@Commvault Engineer
Network topologies will designate how Commvault is allowed to communicate to each other. As you pointed out - a one-way topology gives you the flexibility to create one way connections in whichever direction you want. You still need to architected the actual network to build proper isolation/segmentation, but the topology allows you to isolate storage without inbound connections - while the destination storage establishes connections outbound to “pull” data in.

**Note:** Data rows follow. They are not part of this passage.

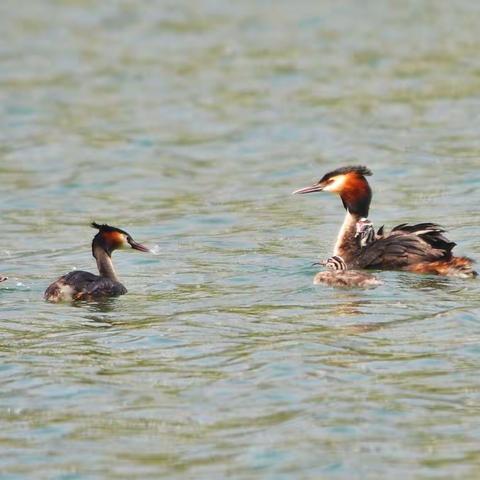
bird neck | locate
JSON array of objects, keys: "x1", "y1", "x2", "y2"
[
  {"x1": 333, "y1": 210, "x2": 362, "y2": 264},
  {"x1": 93, "y1": 245, "x2": 119, "y2": 282},
  {"x1": 340, "y1": 176, "x2": 372, "y2": 218}
]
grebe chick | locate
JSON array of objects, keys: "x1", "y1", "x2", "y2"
[
  {"x1": 44, "y1": 222, "x2": 150, "y2": 303},
  {"x1": 313, "y1": 255, "x2": 382, "y2": 288},
  {"x1": 293, "y1": 166, "x2": 477, "y2": 277}
]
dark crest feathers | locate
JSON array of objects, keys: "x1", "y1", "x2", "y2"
[
  {"x1": 90, "y1": 222, "x2": 128, "y2": 235},
  {"x1": 320, "y1": 165, "x2": 372, "y2": 182}
]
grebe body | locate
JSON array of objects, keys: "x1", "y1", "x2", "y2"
[
  {"x1": 44, "y1": 222, "x2": 150, "y2": 303},
  {"x1": 313, "y1": 255, "x2": 382, "y2": 288},
  {"x1": 293, "y1": 166, "x2": 477, "y2": 277}
]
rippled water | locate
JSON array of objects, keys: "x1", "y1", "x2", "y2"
[{"x1": 0, "y1": 0, "x2": 480, "y2": 479}]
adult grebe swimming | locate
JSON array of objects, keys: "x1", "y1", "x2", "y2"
[
  {"x1": 313, "y1": 255, "x2": 382, "y2": 288},
  {"x1": 293, "y1": 166, "x2": 477, "y2": 277},
  {"x1": 44, "y1": 222, "x2": 150, "y2": 302}
]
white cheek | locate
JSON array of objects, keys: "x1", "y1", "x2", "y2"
[{"x1": 323, "y1": 177, "x2": 345, "y2": 192}]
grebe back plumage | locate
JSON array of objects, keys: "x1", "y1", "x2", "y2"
[
  {"x1": 293, "y1": 166, "x2": 477, "y2": 277},
  {"x1": 44, "y1": 222, "x2": 150, "y2": 303}
]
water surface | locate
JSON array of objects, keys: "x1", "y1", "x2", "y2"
[{"x1": 0, "y1": 0, "x2": 480, "y2": 480}]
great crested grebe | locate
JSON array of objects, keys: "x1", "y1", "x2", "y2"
[
  {"x1": 313, "y1": 255, "x2": 382, "y2": 288},
  {"x1": 44, "y1": 222, "x2": 150, "y2": 303},
  {"x1": 293, "y1": 166, "x2": 477, "y2": 277}
]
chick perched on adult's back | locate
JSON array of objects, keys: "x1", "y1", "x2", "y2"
[
  {"x1": 313, "y1": 255, "x2": 382, "y2": 288},
  {"x1": 293, "y1": 165, "x2": 477, "y2": 278}
]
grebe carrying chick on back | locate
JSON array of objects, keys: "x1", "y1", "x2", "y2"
[
  {"x1": 44, "y1": 222, "x2": 153, "y2": 303},
  {"x1": 313, "y1": 255, "x2": 382, "y2": 288},
  {"x1": 293, "y1": 166, "x2": 477, "y2": 278}
]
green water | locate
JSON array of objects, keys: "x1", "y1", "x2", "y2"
[{"x1": 0, "y1": 0, "x2": 480, "y2": 480}]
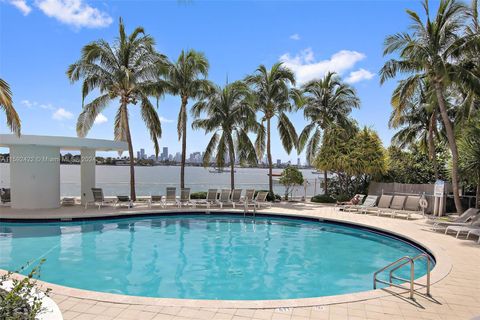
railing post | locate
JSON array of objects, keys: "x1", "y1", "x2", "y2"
[
  {"x1": 410, "y1": 259, "x2": 415, "y2": 300},
  {"x1": 426, "y1": 256, "x2": 430, "y2": 296}
]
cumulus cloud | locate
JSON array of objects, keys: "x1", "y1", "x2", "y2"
[
  {"x1": 94, "y1": 113, "x2": 108, "y2": 124},
  {"x1": 345, "y1": 69, "x2": 375, "y2": 83},
  {"x1": 280, "y1": 48, "x2": 372, "y2": 84},
  {"x1": 38, "y1": 103, "x2": 55, "y2": 110},
  {"x1": 52, "y1": 108, "x2": 73, "y2": 121},
  {"x1": 158, "y1": 115, "x2": 173, "y2": 123},
  {"x1": 9, "y1": 0, "x2": 32, "y2": 16},
  {"x1": 290, "y1": 33, "x2": 300, "y2": 40},
  {"x1": 20, "y1": 99, "x2": 38, "y2": 108},
  {"x1": 35, "y1": 0, "x2": 112, "y2": 28}
]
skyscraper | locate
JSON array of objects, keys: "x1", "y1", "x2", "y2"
[{"x1": 160, "y1": 147, "x2": 168, "y2": 160}]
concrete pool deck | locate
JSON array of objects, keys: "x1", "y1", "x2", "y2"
[{"x1": 0, "y1": 203, "x2": 480, "y2": 320}]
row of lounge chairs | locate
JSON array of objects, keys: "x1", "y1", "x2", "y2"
[
  {"x1": 427, "y1": 208, "x2": 480, "y2": 244},
  {"x1": 337, "y1": 194, "x2": 423, "y2": 220},
  {"x1": 85, "y1": 187, "x2": 271, "y2": 209}
]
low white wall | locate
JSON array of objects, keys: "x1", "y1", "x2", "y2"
[{"x1": 10, "y1": 145, "x2": 60, "y2": 209}]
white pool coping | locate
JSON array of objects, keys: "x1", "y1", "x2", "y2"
[{"x1": 0, "y1": 207, "x2": 452, "y2": 309}]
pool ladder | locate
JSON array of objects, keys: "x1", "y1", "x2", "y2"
[
  {"x1": 243, "y1": 199, "x2": 257, "y2": 219},
  {"x1": 373, "y1": 253, "x2": 432, "y2": 300}
]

Before reading ahead, the next question to answer for yourself is - “Is isolation enough, or do I also need to virtually/physically air gap that storage?”. Virtual air gap is a process of bringing the Commvault connection up and down periodically. Alternatively you can physically air gap at a network layer by turning network interfaces on/off, or switch network ports/fw rules on/off periodically to sever the connections. There also could be storage level ways of accomplishing air gap. It depends on your requirements. In my experience most customers just isolate storage, while some customers will apply virtual air gap, and very few do something at a physical layer.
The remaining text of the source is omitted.